September 1, 2017
Learn how microsimulation modelling can project outcomes as a result of changes to colorectal cancer screening programs
What you need to know
Data modelling tools can help determine the most cost-effective approaches to screening. This article explores different thresholds for what is considered a “positive” test for colorectal cancer screening using microsimulation modelling.
What is this article about?
Cancer screening is the use of medical tests or procedures to detect cancer in patients before they have symptoms of the disease. Studies show that colorectal cancer (CRC) screening reduces both the number of people diagnosed with CRC and the number of people who die from CRC.
The most commonly used CRC screening test used for average-risk individuals in Canada is the fecal immunochemical test (FIT). The FIT measures the concentration of blood in stools, which can be an early sign of cancer. If the concentration of blood measured in a FIT exceeds a specified value, then the patient is recommended to undergo further investigation, usually by colonoscopy. In Canada, the value which is considered “positive” ranges from 50, 75, 100, and 175 nanograms per millilitre (ng/mL). However, no studies have investigated the effect of these different thresholds on Canadian patients’ long-term health outcomes and health system costs.
Microsimulation modelling is used by researchers to predict a medical intervention’s or policy change’s impact on health outcomes, such as rates of diagnosis, treatments and death. Microsimulation can also predict an intervention’s financial costs or savings.
OncoSim is an online tool that uses microsimulation modelling to assess the impact of cancer interventions on the Canadian population or specific subpopulations. The tool has several modules that simulate the effects of interventions on different types of cancers, including colorectal cancer.
In this study, the researchers used OncoSim to predict the costs and effectiveness of CRC screening at different FIT thresholds. Effectiveness was measured by combining 1) quality-adjusted life-years (QALYs) – a health outcome measure which considers a person’s quantity and quality of life, with 2) estimated costs to calculate cost-effectiveness in Canadian dollars.
What was done?
The researchers did a literature review to determine how accurate FIT was at correctly detecting whether a person had cancer or did not have cancer at different positivity thresholds.

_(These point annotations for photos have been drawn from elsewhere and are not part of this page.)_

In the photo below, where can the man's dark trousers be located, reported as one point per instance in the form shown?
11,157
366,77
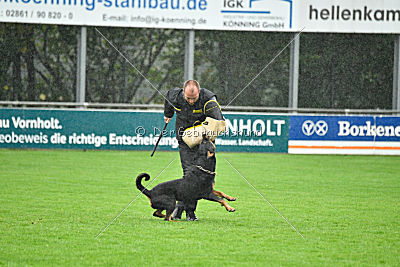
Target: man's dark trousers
188,157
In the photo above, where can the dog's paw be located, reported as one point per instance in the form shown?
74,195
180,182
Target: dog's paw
230,209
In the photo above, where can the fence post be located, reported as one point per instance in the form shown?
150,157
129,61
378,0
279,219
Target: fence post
81,68
189,55
294,71
396,74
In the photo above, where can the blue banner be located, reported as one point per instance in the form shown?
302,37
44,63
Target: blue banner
345,128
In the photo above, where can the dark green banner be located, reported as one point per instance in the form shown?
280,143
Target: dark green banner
119,130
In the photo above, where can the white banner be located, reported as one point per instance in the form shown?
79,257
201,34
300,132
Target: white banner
248,15
355,16
361,16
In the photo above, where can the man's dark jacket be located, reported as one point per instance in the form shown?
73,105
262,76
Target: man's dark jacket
190,115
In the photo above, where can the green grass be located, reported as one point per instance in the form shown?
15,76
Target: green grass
54,203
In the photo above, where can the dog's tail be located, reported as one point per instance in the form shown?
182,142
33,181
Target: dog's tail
139,183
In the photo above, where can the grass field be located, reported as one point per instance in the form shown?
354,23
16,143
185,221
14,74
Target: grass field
54,203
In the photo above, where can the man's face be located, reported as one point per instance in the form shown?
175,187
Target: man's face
191,94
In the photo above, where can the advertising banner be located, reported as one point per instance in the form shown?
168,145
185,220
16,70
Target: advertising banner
244,15
361,16
344,135
131,130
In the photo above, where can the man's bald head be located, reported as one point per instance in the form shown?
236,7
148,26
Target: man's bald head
191,91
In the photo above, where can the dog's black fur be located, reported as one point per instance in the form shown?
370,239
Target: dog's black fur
196,184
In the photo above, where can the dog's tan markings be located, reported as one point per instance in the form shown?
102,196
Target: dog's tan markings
158,213
227,207
149,200
222,194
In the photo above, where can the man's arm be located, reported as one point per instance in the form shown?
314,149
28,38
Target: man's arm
168,108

The team used the CRC module in OncoSim to test threshold values of 50, 75, 100, 125, 150, 175, 200 and 225 ng/mL.
What were the key findings?
Compared to no screening at all, OncoSim projected that the effectiveness of FIT screening improved as threshold levels declined. In all scenarios, lower thresholds led to increased QALYs and reduced CRC rates.
Lowering the FIT threshold from 100 ng/mL to 50 ng/mL increased the demand for colonoscopy by 20-77%. Increasing the FIT threshold from 100 ng/mL to 225 ng/mL decreased the demand for colonoscopy by 13-40%.
OncoSim projected that regardless of the FIT threshold level, CRC screening and treatment would reduce the population’s CRC health-care costs compared to no screening at all. This finding indicates that CRC screening at any threshold is more cost-effective than no screening.
While lower CRC screening thresholds are more effective, it also increases the demand for colonoscopy resources because more people will require follow-up and ongoing surveillance. This can negatively impact the quality and availability of colonoscopy services within a region. As colonoscopies are resource-intensive and invasive procedures, determining the most appropriate FIT positivity threshold must be carefully considered.
Why is this important?
This research shows that OncoSim is an important tool that can be leveraged by decision makers to understand how different FIT thresholds for CRC screening affect a population’s future health and quality of life, as well as associated resource implications.